# Lionel GP-7



## rocketrider (May 6, 2008)

I have a 2 motor Lionel GP-7 and a 4 motor Lionel GP-20 


I would like to know if the shells can be swapped easily or does it require major modification?? 





Thanks


Ralph


----------



## Santafe 2343 (Jan 2, 2008)

* Yes, you can swap any of them with the right tools. Hows that for an answer Ralph ?*


----------



## Pterosaur (May 6, 2008)

You will have a small difficulty putting a GP-20 shell on the GP-7 frame as there is a board/frame in the "high-nose" GP-7, best to swap these frames with the shells! Slight modification needed but it's not tough. 

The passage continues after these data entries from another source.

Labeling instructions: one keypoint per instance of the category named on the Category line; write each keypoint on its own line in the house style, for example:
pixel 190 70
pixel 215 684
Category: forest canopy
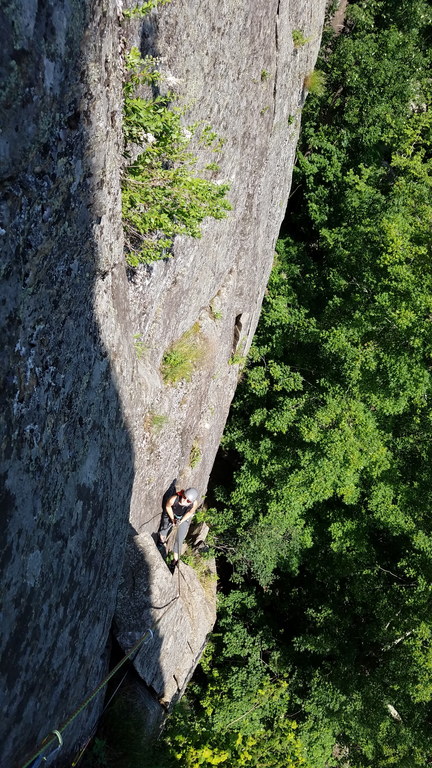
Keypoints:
pixel 322 655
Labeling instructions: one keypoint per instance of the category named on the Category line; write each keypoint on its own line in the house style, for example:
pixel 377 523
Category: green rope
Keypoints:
pixel 87 701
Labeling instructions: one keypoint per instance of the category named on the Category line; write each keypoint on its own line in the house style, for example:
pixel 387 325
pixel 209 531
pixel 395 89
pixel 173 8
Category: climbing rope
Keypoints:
pixel 38 757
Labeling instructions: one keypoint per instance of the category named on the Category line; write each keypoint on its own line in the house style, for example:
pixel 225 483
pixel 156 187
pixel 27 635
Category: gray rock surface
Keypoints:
pixel 175 606
pixel 80 452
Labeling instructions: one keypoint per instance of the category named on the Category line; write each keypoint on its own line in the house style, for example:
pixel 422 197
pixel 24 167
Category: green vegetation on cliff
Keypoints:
pixel 323 654
pixel 162 195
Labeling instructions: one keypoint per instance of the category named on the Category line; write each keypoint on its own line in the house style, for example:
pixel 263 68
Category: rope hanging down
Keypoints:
pixel 38 757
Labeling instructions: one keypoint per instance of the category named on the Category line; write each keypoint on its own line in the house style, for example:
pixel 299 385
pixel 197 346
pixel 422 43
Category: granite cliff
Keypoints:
pixel 83 466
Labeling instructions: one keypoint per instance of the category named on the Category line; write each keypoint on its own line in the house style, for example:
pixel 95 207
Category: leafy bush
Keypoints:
pixel 161 195
pixel 195 455
pixel 315 82
pixel 180 360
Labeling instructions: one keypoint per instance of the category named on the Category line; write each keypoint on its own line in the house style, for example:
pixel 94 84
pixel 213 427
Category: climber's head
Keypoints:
pixel 188 496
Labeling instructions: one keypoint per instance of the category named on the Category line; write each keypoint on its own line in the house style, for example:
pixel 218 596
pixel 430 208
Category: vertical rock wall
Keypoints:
pixel 66 452
pixel 80 450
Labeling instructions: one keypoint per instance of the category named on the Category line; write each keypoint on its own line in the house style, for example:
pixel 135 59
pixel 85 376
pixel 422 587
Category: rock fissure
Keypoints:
pixel 93 437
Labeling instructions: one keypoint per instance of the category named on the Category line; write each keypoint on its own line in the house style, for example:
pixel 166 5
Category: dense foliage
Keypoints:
pixel 162 194
pixel 323 653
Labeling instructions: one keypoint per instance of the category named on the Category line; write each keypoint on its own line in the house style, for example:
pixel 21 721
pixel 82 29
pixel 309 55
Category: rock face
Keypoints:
pixel 178 609
pixel 91 437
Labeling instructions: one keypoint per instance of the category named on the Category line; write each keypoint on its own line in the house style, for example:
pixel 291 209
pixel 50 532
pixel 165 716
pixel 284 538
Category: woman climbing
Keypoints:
pixel 178 511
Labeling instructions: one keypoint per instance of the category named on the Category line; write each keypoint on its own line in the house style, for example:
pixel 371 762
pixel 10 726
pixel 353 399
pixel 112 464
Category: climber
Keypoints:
pixel 178 511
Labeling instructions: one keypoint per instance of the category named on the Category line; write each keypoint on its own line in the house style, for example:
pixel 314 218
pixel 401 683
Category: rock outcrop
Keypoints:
pixel 177 607
pixel 80 452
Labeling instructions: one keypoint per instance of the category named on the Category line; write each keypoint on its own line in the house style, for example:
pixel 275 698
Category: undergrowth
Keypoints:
pixel 180 359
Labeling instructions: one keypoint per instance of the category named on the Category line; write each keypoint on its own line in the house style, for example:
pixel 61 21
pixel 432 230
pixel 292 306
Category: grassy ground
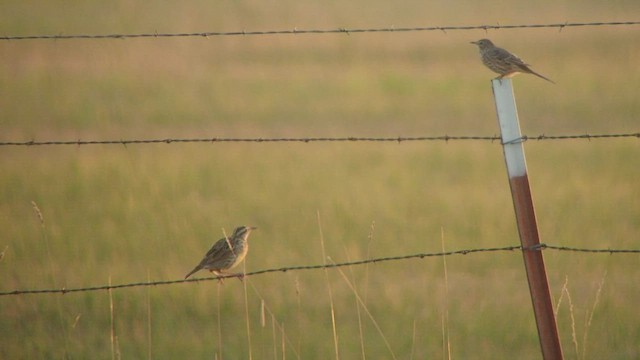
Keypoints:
pixel 149 212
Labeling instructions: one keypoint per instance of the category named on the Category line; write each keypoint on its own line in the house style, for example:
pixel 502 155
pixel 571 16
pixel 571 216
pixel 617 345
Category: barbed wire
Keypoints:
pixel 324 266
pixel 398 139
pixel 296 31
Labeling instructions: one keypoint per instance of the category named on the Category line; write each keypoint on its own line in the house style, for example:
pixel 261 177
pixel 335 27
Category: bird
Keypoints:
pixel 503 62
pixel 226 253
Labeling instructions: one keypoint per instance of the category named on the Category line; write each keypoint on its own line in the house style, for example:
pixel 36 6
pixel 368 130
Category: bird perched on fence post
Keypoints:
pixel 226 253
pixel 503 62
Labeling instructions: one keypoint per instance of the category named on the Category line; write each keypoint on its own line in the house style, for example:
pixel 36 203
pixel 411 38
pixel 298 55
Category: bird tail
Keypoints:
pixel 197 268
pixel 541 76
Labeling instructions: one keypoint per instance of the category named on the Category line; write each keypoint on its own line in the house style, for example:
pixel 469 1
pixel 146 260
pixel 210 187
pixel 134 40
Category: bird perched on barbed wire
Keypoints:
pixel 226 253
pixel 503 62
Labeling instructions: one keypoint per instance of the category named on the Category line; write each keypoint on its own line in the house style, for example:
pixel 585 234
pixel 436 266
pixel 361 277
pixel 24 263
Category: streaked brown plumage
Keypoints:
pixel 503 62
pixel 226 253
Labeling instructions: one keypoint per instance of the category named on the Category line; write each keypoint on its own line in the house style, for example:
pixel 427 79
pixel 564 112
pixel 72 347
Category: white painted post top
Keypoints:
pixel 509 127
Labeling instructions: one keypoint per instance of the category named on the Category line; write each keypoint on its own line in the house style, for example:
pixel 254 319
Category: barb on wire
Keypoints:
pixel 398 139
pixel 297 31
pixel 539 247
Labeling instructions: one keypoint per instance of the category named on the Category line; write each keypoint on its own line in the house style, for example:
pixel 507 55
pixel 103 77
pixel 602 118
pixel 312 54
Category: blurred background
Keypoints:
pixel 83 216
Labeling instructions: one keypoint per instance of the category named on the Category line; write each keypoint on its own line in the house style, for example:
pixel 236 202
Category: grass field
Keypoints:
pixel 149 212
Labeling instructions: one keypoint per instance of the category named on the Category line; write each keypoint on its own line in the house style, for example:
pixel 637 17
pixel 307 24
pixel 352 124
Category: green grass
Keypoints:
pixel 150 211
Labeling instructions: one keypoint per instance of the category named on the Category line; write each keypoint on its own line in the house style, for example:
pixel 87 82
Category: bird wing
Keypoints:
pixel 508 57
pixel 218 251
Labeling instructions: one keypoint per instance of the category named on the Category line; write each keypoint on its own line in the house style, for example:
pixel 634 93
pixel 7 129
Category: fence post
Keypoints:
pixel 526 219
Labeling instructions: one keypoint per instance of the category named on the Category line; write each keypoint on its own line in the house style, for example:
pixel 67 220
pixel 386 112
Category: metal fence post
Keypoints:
pixel 526 219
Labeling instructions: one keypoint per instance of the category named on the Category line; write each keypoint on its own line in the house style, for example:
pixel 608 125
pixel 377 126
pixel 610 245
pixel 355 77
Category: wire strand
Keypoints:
pixel 539 247
pixel 296 31
pixel 398 139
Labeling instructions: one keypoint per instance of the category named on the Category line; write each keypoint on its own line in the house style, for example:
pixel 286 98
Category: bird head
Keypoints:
pixel 242 230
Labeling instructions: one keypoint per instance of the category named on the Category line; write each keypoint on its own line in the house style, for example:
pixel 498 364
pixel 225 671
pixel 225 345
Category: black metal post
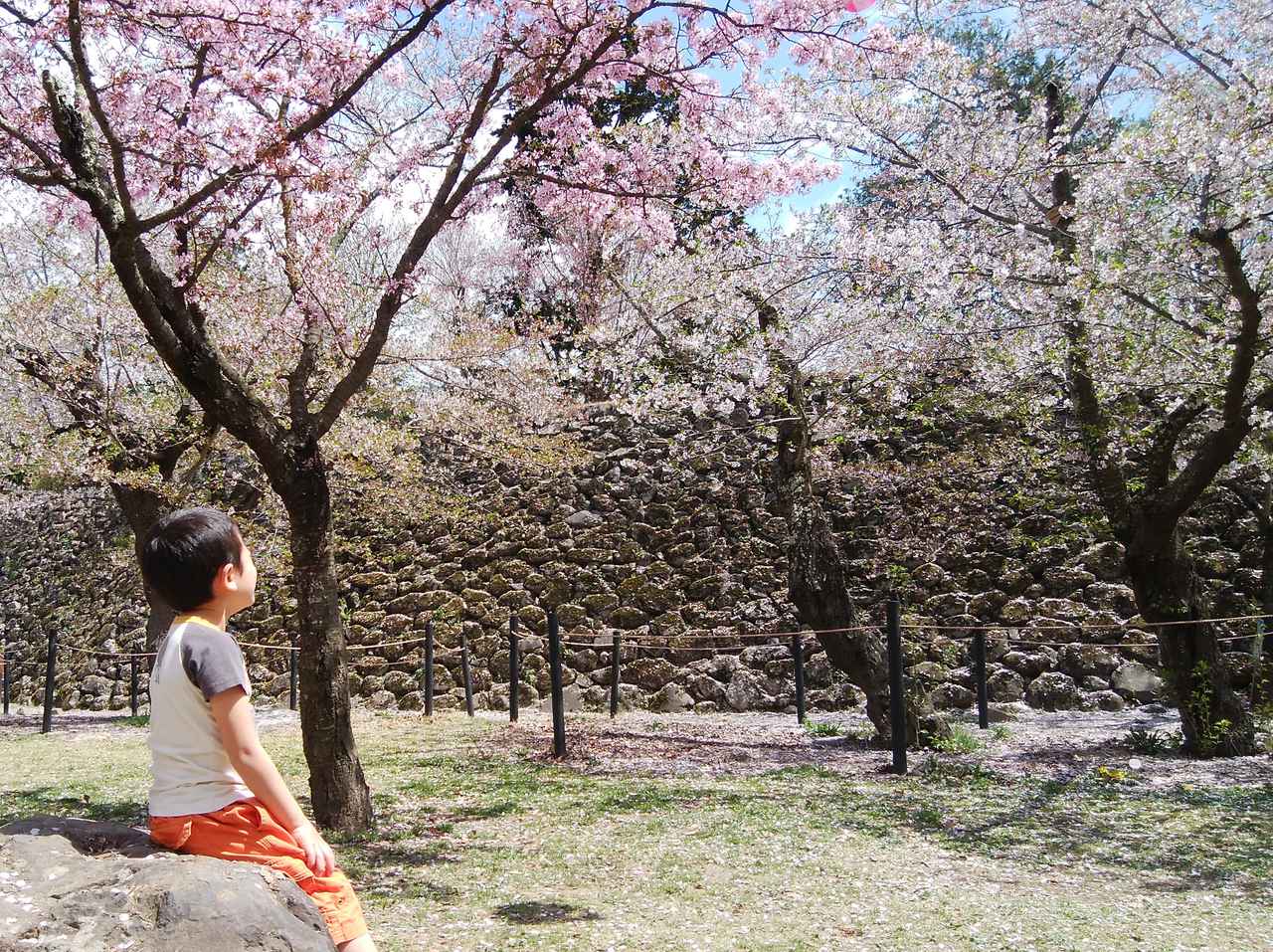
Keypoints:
pixel 555 672
pixel 428 668
pixel 132 683
pixel 614 674
pixel 467 672
pixel 896 699
pixel 983 715
pixel 1257 655
pixel 799 657
pixel 514 669
pixel 50 670
pixel 291 673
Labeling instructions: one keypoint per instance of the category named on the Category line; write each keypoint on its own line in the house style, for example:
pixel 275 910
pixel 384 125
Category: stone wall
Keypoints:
pixel 660 531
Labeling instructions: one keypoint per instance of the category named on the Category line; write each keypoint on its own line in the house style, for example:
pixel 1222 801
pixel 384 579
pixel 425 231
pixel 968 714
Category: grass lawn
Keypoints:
pixel 480 847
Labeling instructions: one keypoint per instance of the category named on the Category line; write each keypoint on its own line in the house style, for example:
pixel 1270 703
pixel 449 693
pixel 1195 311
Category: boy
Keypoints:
pixel 215 789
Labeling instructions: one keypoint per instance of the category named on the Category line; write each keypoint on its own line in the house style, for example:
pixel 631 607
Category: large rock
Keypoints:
pixel 1135 679
pixel 1004 686
pixel 744 691
pixel 82 886
pixel 1104 560
pixel 1054 691
pixel 671 699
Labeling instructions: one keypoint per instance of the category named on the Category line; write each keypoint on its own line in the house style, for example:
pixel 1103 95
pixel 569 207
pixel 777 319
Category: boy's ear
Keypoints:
pixel 222 579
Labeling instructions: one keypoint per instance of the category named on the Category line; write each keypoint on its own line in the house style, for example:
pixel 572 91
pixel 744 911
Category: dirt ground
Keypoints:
pixel 1028 743
pixel 1037 743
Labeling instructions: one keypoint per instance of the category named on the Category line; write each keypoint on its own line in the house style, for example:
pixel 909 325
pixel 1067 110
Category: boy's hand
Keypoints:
pixel 318 856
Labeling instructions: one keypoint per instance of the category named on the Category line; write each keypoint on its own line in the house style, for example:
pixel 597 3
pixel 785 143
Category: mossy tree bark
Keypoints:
pixel 818 578
pixel 1147 520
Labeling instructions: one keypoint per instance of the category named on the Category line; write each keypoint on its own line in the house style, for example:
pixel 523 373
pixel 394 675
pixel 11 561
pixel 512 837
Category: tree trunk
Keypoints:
pixel 337 789
pixel 1168 590
pixel 818 581
pixel 143 509
pixel 818 587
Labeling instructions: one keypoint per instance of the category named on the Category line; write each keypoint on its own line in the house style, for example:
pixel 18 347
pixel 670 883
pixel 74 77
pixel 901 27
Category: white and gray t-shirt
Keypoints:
pixel 192 773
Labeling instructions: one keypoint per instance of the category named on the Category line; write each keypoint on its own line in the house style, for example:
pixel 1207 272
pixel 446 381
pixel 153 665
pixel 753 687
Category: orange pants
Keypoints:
pixel 246 832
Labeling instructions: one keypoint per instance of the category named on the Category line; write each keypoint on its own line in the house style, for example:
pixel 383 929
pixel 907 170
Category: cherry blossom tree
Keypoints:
pixel 280 130
pixel 90 402
pixel 1112 219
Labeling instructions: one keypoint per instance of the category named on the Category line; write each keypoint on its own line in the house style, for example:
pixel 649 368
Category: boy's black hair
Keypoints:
pixel 185 550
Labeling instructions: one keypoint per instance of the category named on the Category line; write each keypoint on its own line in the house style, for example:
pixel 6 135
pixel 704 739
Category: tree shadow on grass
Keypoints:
pixel 18 805
pixel 535 912
pixel 1181 839
pixel 72 722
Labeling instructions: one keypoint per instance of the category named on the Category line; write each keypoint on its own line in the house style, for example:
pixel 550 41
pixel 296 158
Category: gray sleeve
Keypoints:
pixel 213 662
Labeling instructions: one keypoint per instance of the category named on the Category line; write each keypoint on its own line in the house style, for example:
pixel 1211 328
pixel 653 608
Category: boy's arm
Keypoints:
pixel 237 725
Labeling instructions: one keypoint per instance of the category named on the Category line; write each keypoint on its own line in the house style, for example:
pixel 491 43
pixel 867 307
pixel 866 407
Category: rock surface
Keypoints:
pixel 86 886
pixel 662 533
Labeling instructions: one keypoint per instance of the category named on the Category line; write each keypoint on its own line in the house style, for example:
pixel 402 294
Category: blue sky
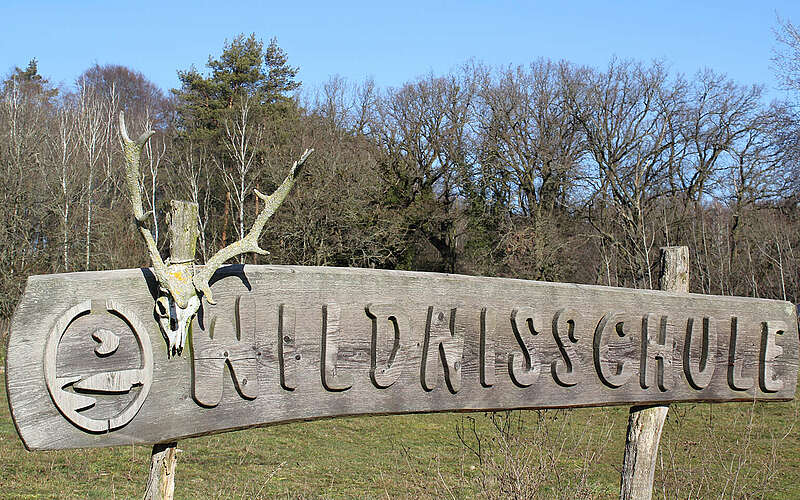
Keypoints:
pixel 392 42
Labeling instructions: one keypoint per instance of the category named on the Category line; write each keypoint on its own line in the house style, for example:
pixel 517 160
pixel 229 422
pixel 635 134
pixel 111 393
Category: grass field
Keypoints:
pixel 707 451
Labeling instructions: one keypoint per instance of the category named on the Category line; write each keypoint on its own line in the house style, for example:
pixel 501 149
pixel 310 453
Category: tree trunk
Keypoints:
pixel 161 483
pixel 646 422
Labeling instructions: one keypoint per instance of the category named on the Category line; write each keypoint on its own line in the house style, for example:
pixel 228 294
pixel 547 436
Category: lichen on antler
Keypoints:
pixel 181 283
pixel 250 242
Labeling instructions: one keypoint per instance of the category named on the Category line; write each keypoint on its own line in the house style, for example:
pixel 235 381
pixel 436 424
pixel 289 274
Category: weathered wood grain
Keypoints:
pixel 325 342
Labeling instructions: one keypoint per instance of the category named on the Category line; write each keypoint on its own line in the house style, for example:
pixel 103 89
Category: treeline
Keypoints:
pixel 549 171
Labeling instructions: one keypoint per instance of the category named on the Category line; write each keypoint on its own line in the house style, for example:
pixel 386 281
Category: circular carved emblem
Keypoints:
pixel 71 403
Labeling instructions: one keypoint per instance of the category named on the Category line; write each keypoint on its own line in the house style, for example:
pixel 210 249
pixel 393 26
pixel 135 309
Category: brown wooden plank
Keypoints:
pixel 323 342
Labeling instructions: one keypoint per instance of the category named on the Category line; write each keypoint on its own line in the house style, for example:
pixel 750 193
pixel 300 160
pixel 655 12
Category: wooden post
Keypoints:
pixel 183 233
pixel 646 422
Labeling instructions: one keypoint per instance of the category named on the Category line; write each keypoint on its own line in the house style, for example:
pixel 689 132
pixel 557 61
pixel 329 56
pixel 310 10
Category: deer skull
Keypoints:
pixel 181 287
pixel 175 311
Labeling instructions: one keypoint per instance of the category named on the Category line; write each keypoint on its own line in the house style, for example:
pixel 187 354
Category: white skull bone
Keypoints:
pixel 175 321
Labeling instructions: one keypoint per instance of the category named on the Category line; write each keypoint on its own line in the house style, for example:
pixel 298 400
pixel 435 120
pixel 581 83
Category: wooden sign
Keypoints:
pixel 87 365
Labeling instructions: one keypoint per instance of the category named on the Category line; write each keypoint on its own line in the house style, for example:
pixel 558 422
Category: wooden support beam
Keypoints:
pixel 183 234
pixel 646 422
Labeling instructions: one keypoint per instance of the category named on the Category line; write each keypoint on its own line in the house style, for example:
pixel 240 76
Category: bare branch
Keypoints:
pixel 250 242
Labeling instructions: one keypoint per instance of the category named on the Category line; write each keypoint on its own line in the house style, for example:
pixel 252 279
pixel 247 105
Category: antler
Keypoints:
pixel 250 242
pixel 133 153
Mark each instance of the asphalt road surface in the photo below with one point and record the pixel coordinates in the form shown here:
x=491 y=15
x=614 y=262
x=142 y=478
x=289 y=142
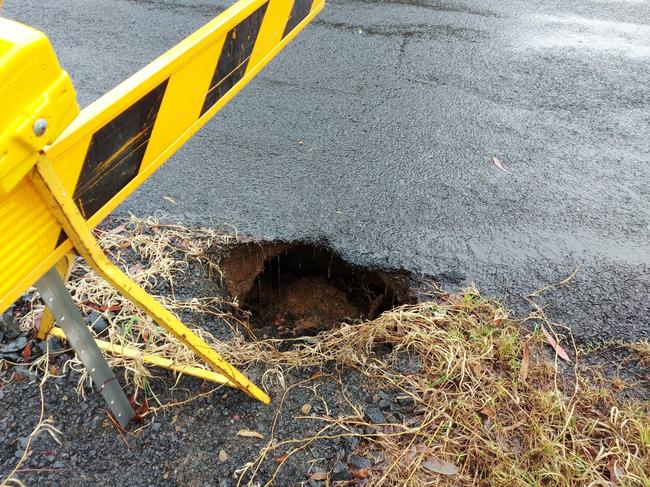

Swapping Lionel Large Scale bodies is a piece of cake, adding newer 4-motor trucks to an older 2-motor chasis is a bit more difficult but can be done. You need to trim out the chasis for the added motor or swap the whole lower chasis for one from a dummy unit as I did. You also need to re-arrange the sound boards to fit. 

ADVISORY: If you are running sound equipped Lionel G engines remember any voltage above 18VDC will instantly fry the sound board! MRC 6200 power packs are a good choice for powering Lionel Large Scale as they have a "low-voltage" output but one accidental flip of the "mode" switch and you will fry the sound.


----------



## rocketrider (May 6, 2008)

Thanks I try the swap.........and I will make sure my power supply is switched to 18v 

Rex you are right about the tools.........


----------



## Pterosaur (May 6, 2008)

Rocketrider...You will want to use the "Mode 2" on the MRC6200. This is 0-14VDC. The Lionel cards seem very sensitive to voltage, the lower output will make sure your sound card is safe.


----------